"D. U. I."
One night a police officer was staking out a particularly
rowdy bar for possible DUI violations. At closing time,
he saw a fellow tumble out of the bar, trip on the curb,
and try his keys in five different cars before he found his.
Then he sat in the front seat fumbling around with his
keys for several minutes.
Everyone else left the bar and drove off. Finally he started
his engine and began to pull away. The police officer was
waiting for him. He stopped the driver, read him his rights
and administered the Breathalyzer test. The results showed
a reading of 0.0. The puzzled officer demanded to know
how that could be.
The driver replied, "Tonight I'm the designated decoy."

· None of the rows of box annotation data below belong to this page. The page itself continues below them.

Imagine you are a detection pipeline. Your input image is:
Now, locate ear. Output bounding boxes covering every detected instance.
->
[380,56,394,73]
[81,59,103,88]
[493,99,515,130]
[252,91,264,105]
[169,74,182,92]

********************************
"The Last Request"
Two men, sentenced to die in the electric chair on the same
day, were led down to the room in which they would meet
their maker. The priest had given them last rites, the
formal speech had been given by the warden, and a final
prayer had been said among the participants.
The warden, turning to the first man, solemnly asked, "Son,
do you have a last request?"
To which the man replied, "Yes sir, I do. I love dance
music. Could you please play the Macarena for me one last
time?"
"Certainly," replied the warden. He turned to the other man
and asked, "Well, what about you, son? What is your final
request?"
"Please," said the condemned man, "kill me first."